Wednesday, October 31, 2018
- MHRC: Minutes of October 22nd meeting include the adoption of the Commission’s proposed amendments to its Procedural Rule with one modification; the MHR Investigator position will be submitted for reclassification, and the minimum qualifications for the position be modified to require a Juris Doctor degree along with six years of relevant experience or education; and that Jane O’Reilly, who interned with the Commission during law school, has started as an Investigator and Katherine Hutchinson will start as an Investigator in December
- MHRC: Annual Report includes that there was a 3.2% increase in filings from last year, retaliation was the leading basis (26% of complaints filed), and reasonable grounds were found in 13.2% of the cases that came before the Commissioners for decision and 3.9% of all cases processed
- Law Court: Oral arguments scheduled for November 7th include Cum-18-141 (whether Maine Human Rights Commission dismissal was pursuant 5 M.R.S. § 4622(1)(A), thereby entitling plaintiff to receive compensatory damages, punitive damages, or attorney’s fees)

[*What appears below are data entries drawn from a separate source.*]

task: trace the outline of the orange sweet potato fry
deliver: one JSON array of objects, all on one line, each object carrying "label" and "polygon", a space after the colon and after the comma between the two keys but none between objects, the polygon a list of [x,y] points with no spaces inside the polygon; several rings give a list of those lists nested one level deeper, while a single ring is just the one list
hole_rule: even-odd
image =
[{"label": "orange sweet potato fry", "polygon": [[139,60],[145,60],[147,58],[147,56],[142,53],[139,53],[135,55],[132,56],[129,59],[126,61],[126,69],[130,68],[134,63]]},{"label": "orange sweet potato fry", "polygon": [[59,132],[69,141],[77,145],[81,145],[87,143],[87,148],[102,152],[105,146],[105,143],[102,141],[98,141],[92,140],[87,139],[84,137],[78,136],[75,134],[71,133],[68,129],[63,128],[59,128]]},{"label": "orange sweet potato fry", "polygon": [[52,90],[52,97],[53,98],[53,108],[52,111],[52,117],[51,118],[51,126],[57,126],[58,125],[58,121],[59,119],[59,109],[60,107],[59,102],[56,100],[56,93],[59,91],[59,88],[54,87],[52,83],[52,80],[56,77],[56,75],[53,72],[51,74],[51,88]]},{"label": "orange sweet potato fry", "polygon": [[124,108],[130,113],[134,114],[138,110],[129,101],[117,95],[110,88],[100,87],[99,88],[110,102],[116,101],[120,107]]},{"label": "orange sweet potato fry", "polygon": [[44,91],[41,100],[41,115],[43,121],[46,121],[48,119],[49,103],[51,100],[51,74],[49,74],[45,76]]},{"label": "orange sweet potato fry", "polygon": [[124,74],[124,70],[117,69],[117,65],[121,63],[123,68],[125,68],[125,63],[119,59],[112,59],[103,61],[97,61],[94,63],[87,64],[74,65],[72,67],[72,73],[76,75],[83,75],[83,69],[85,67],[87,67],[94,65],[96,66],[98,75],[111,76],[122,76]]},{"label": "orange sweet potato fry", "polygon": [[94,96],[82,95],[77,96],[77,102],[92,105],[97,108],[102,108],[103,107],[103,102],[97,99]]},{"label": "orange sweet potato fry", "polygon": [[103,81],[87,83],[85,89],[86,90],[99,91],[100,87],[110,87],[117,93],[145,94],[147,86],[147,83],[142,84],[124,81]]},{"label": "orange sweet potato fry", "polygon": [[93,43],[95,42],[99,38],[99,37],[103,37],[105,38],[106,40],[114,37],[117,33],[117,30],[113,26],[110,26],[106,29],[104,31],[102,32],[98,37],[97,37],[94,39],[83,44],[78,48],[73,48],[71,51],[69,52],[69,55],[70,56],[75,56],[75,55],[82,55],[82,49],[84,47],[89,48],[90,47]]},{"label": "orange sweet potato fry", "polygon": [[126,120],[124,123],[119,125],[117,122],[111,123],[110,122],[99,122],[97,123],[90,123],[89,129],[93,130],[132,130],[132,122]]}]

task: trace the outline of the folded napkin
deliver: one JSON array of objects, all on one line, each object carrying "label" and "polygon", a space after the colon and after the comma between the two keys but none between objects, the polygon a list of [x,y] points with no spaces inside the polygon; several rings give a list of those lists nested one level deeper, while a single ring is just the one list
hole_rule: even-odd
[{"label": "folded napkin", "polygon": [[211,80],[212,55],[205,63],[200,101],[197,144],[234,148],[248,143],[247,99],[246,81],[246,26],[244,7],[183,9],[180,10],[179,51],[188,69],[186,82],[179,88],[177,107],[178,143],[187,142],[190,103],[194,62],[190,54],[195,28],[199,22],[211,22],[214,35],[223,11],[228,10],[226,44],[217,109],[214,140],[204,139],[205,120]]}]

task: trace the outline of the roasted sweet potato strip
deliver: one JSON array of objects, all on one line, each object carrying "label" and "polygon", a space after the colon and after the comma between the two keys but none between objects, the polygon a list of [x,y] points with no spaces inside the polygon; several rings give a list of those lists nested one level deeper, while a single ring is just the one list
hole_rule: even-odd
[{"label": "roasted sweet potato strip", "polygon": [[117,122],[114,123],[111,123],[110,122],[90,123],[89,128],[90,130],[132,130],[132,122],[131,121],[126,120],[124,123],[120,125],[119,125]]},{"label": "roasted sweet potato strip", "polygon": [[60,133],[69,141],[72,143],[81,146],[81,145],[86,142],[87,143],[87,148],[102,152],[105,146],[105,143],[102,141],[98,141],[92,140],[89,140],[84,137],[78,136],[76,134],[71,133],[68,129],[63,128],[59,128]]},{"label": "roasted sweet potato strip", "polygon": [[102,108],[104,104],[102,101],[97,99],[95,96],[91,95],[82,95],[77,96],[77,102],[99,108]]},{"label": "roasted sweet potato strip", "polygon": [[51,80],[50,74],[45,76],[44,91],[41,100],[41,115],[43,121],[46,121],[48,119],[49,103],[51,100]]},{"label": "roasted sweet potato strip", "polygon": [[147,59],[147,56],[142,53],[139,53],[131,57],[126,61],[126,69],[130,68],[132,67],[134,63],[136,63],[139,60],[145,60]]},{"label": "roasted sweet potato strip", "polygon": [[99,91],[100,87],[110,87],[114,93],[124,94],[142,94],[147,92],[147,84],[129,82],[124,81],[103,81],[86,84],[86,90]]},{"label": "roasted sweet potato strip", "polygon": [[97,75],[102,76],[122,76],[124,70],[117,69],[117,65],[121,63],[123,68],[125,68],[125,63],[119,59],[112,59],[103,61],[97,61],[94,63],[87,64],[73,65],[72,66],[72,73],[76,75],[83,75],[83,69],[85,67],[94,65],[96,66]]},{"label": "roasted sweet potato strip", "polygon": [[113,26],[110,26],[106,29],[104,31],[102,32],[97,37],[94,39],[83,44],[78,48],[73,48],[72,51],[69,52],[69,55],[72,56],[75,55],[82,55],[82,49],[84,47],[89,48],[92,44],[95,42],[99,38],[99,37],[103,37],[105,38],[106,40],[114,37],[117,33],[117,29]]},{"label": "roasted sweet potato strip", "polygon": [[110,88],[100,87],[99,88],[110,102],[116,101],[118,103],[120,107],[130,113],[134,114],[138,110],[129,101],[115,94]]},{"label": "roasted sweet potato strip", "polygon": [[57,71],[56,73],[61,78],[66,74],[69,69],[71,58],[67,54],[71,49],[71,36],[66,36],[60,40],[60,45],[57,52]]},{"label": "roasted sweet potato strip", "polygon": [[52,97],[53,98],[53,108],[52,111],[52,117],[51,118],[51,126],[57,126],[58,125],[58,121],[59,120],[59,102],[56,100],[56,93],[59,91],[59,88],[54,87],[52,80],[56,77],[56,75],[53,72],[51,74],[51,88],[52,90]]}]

- US District Court ME: Summary judgment denied on federal and state constitutional excessive force claim arising out of police officer tossing handcuffed trespass suspect to the ground, where “a reasonable jury could readily conclude that [the police officer’s] significant use of force went beyond the type of contact, such as a ‘gratuitously violent shove,’ that is within the ambit of qualified immunity”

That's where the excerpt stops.